Render an operator that persists a source collection.

Implementation

This module defines the persist_sink operator, that writes a collection produced by source rendering into a persist shard.

It attempts to use all workers to write data to persist, and uses single-instance workers to coordinate work. The below diagram is an overview how it it shaped. There is more information in the doc comments of the top-level functions of this module.


                                       ,------------.
                                       | source     |
                                       | collection |
                                       +---+--------+
                                       /   |
                                      /    |
                                     /     |
                                    /      |
                                   /       |
                                  /        |
                                 /         |
                                /          |
                               /     ,-+-----------------------.
                              /      | mint_batch_descriptions |
                             /       | one arbitrary worker    |
                            |        +-,--,--------+----+------+
                           ,----------´.-´         |     \
                       _.-´ |       .-´            |      \
                   _.-´     |    .-´               |       \
                .-´  .------+----|-------+---------|--------\-----.
               /    /            |       |         |         \     \
        ,--------------.   ,-----------------.     |     ,-----------------.
        | write_batches|   |  write_batches  |     |     |  write_batches  |
        | worker 0     |   | worker 1        |     |     | worker N        |
        +-----+--------+   +-+---------------+     |     +--+--------------+
               \              \                    |        /
                `-.            `,                  |       /
                   `-._          `-.               |      /
                       `-._         `-.            |     /
                           `---------. `-.         |    /
                                     +`---`---+-------------,
                                     | append_batches       |
                                     | one arbitrary worker |
                                     +------+---------------+

Similarities with mz_compute::sink::persist_sink

This module has many similarities with the compute version of the same concept, and in fact, is entirely derived from it.

Compute requires that its persist_sink is self-correcting; that is, it corrects what the collection in persist accumulates to if the collection has values changed at previous timestamps. It does this by continually comparing the input stream with the collection as read back from persist.

Source collections, while definite, cannot be reliably by re-produced once written down, which means compute’s persist_sink’s self-correction mechanism would need to be skipped on operator startup, and would cause unnecessary read load on persist.

Additionally, persisting sources requires we use bounded amounts of memory, even if a single timestamp represents a huge amount of data. This is not (currently) possible to guarantee while also performing self-correction.

Because of this, we have ripped out the self-correction mechanism, and aggressively simplified the sub-operators.
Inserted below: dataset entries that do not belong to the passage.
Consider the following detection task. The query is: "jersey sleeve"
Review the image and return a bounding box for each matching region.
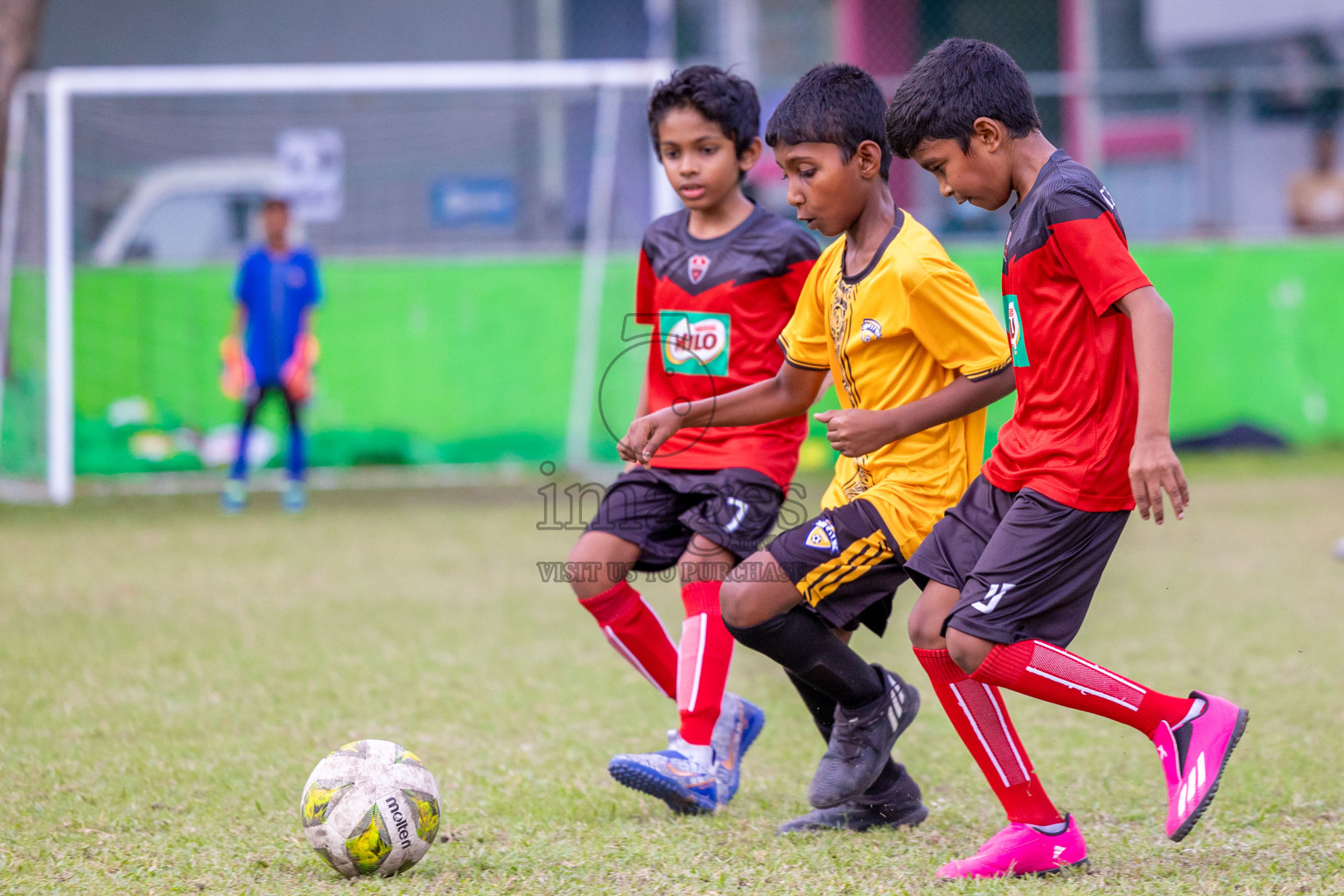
[780,264,830,371]
[304,256,323,308]
[234,256,251,304]
[907,266,1012,380]
[780,226,821,306]
[1046,188,1152,314]
[634,247,657,324]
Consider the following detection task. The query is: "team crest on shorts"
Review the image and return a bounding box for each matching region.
[807,516,840,556]
[685,256,710,284]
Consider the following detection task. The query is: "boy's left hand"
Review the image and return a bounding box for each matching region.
[812,407,900,457]
[1129,435,1189,525]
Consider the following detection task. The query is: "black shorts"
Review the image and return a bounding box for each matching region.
[769,499,906,635]
[906,475,1129,648]
[587,466,783,572]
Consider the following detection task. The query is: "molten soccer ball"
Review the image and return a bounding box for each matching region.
[298,740,438,878]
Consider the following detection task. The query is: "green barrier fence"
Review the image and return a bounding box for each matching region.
[0,242,1344,475]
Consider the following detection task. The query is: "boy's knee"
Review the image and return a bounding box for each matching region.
[719,578,755,628]
[906,603,946,650]
[948,628,995,676]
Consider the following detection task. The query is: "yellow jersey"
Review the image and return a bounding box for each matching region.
[780,208,1012,557]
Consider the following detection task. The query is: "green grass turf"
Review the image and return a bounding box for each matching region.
[0,457,1344,896]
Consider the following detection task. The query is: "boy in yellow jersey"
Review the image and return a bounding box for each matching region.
[621,65,1013,833]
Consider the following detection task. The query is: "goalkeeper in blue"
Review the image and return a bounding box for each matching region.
[220,198,321,513]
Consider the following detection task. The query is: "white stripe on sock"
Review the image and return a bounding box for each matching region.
[1027,666,1138,712]
[951,685,1012,788]
[1036,640,1148,695]
[602,626,662,693]
[984,685,1031,780]
[685,612,710,712]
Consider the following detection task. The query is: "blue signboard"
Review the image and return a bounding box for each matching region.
[429,175,517,228]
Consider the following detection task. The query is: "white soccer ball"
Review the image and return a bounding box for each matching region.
[298,740,438,878]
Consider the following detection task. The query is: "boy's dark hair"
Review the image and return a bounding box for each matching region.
[649,66,760,158]
[765,62,891,180]
[887,38,1040,158]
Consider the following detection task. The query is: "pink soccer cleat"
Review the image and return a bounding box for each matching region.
[938,816,1088,880]
[1153,690,1250,843]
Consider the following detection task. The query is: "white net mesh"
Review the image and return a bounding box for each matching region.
[0,66,666,494]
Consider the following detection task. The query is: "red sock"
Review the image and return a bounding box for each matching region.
[676,582,732,747]
[579,582,676,697]
[915,648,1063,825]
[972,640,1195,738]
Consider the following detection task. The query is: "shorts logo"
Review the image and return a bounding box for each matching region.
[805,517,840,556]
[685,256,710,284]
[659,312,732,376]
[970,583,1018,612]
[1004,296,1031,367]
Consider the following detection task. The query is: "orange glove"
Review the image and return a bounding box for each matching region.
[219,336,253,402]
[279,333,321,402]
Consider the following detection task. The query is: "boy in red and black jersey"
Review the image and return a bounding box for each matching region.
[570,66,817,813]
[887,39,1247,878]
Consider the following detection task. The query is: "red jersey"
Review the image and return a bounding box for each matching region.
[983,150,1149,512]
[634,206,818,486]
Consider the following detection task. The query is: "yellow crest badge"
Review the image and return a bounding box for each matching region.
[804,516,840,556]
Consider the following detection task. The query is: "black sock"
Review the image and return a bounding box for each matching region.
[724,607,886,707]
[785,669,920,805]
[785,669,836,745]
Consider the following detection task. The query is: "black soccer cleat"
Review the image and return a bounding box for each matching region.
[808,663,920,808]
[774,801,928,834]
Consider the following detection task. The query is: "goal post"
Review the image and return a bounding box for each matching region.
[0,60,675,504]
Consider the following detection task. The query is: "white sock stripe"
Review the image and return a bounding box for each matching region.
[1036,640,1148,695]
[984,685,1031,780]
[951,685,1012,788]
[640,594,677,653]
[685,612,710,712]
[1027,666,1138,712]
[602,626,662,692]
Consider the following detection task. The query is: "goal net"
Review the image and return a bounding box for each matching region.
[0,60,669,502]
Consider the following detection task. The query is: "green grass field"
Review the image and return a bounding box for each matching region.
[0,455,1344,896]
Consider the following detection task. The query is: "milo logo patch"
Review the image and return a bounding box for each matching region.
[1004,296,1031,367]
[659,312,732,376]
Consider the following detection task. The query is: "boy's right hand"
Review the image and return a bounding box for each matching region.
[615,407,682,466]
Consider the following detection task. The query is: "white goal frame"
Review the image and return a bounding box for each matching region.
[0,60,676,504]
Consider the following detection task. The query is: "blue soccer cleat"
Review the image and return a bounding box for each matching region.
[710,692,765,806]
[279,480,308,513]
[606,731,719,816]
[219,480,248,513]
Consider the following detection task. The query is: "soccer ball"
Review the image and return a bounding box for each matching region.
[298,740,438,878]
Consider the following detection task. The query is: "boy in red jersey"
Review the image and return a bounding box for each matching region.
[887,39,1247,878]
[570,66,817,813]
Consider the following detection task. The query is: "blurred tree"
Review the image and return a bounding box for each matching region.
[0,0,47,200]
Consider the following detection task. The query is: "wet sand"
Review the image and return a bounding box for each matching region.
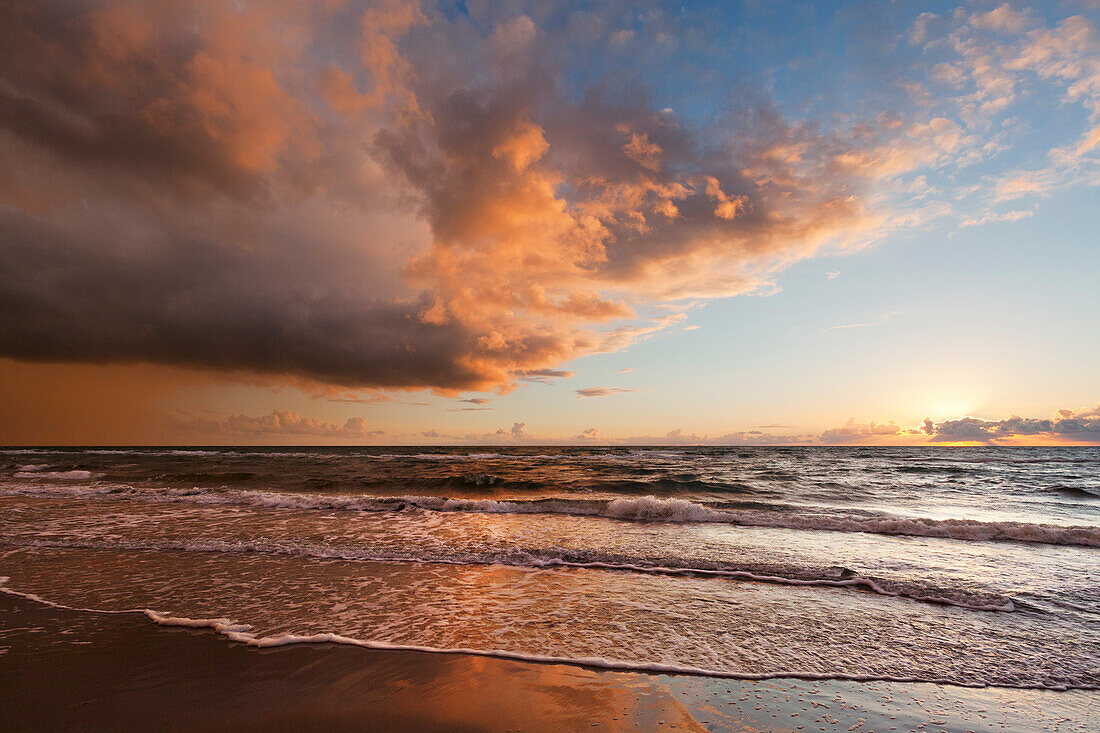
[0,595,1100,733]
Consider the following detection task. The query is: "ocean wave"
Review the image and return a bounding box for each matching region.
[0,577,1082,690]
[15,467,103,481]
[0,536,1016,612]
[0,482,1100,547]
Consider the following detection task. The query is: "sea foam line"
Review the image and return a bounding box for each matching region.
[0,484,1100,547]
[0,530,1016,613]
[0,577,1082,691]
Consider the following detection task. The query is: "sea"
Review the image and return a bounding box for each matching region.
[0,447,1100,690]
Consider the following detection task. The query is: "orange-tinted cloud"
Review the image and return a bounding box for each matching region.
[0,0,1084,400]
[180,409,385,439]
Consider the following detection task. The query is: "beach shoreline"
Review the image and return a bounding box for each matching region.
[0,594,1098,733]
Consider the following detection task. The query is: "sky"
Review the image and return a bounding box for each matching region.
[0,0,1100,446]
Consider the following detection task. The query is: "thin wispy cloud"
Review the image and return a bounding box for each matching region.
[822,310,898,333]
[575,387,637,397]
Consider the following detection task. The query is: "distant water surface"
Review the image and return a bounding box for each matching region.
[0,448,1100,689]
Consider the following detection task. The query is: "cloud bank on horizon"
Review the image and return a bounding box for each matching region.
[0,0,1100,440]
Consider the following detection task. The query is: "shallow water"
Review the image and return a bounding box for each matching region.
[0,448,1100,689]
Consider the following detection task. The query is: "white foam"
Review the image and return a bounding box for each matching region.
[0,482,1100,547]
[4,538,1015,612]
[0,577,1082,691]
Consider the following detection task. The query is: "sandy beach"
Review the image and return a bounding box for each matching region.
[0,595,1100,733]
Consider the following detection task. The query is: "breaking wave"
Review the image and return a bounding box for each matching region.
[0,482,1100,547]
[0,530,1016,612]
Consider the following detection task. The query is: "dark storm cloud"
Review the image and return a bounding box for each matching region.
[0,0,937,391]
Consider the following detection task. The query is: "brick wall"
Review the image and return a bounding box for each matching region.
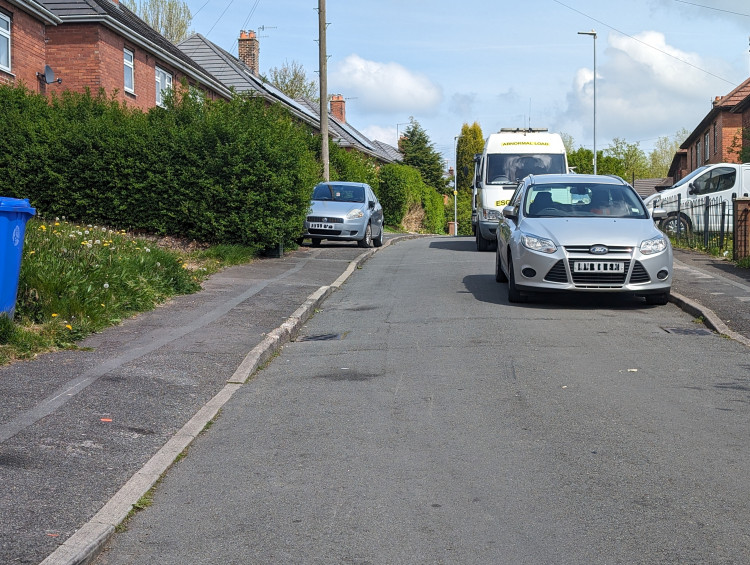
[0,0,53,92]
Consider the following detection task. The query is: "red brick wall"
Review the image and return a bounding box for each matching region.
[0,0,49,92]
[44,21,225,110]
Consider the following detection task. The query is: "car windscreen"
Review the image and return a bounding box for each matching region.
[312,184,365,202]
[523,183,648,219]
[487,153,568,184]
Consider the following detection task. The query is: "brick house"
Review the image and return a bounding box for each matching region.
[36,0,231,110]
[669,79,750,182]
[177,30,403,164]
[0,0,62,92]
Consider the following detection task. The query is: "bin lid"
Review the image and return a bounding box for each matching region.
[0,196,36,216]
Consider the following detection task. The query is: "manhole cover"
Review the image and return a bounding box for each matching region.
[662,328,713,335]
[297,334,341,341]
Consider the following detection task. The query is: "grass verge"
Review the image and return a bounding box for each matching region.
[0,218,257,365]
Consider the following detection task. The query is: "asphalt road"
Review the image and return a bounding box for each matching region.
[97,238,750,565]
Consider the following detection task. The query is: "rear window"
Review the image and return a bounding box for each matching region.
[312,184,365,202]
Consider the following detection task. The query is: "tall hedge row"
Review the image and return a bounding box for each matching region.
[0,82,444,241]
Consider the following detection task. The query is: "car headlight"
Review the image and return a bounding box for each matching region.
[641,236,667,255]
[521,234,557,253]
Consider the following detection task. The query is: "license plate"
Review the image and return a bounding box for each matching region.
[573,261,625,273]
[310,223,336,230]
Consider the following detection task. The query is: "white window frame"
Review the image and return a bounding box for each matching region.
[122,47,135,94]
[156,66,173,107]
[0,12,13,72]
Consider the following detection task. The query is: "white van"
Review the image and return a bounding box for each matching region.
[644,163,750,233]
[471,128,568,251]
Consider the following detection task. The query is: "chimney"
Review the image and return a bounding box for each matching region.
[242,29,260,77]
[331,94,346,124]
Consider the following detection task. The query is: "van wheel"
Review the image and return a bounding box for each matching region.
[495,247,508,282]
[476,226,490,251]
[659,214,693,235]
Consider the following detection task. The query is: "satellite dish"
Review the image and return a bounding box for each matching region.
[36,65,62,84]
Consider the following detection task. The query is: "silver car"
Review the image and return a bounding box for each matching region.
[303,181,383,247]
[495,174,673,304]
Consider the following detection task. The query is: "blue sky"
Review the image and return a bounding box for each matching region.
[187,0,750,165]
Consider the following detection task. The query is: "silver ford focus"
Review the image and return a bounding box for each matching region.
[495,174,672,304]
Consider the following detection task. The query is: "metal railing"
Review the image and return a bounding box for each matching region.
[658,195,736,250]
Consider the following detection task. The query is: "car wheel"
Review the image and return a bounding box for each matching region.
[645,292,669,306]
[357,224,372,249]
[508,253,524,303]
[372,226,383,247]
[495,247,508,282]
[659,215,692,235]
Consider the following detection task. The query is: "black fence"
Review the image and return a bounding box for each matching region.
[658,195,748,260]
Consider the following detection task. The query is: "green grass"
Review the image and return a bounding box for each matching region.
[0,218,256,364]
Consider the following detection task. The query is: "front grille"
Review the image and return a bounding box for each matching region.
[544,259,568,283]
[307,230,344,235]
[571,259,630,286]
[630,261,651,284]
[307,216,344,224]
[565,244,633,255]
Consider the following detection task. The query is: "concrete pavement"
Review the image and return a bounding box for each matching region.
[0,238,750,565]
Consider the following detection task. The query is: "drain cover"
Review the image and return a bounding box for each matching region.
[297,334,341,341]
[662,328,713,335]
Some, particularly append_batches could be merged with the compute version, but that requires some amount of onerous refactoring that we have chosen to skip for now.

Structs

  • Manages batches and metrics, including the small-batch optimization in write_batches.
  • Metrics about batches.
  • BatchSet 🔒
    Holds finished batches and the data for the small-batch optimization for append_batches.
  • A batch or data + metrics moved from write_batches to append_batches.

Functions

  • Fuses written batches together and appends them to persist using one compare_and_append call. Writing only happens for batch descriptions where we know that no future batches will arrive, that is, for those batch descriptions that are not beyond the frontier of both the batch_descriptions and batches inputs.
  • Whenever the frontier advances, this mints a new batch description (lower and upper) that writers should use for writing the next set of batches to persist.
  • render 🔒
    Continuously writes the desired_stream into persist This is done via a multi-stage operator graph:
  • Writes desired_collection to persist, but only for updates that fall into batch a description that we get via batch_descriptions. This forwards a HollowBatch (with additional metadata) for any batch of updates that was written.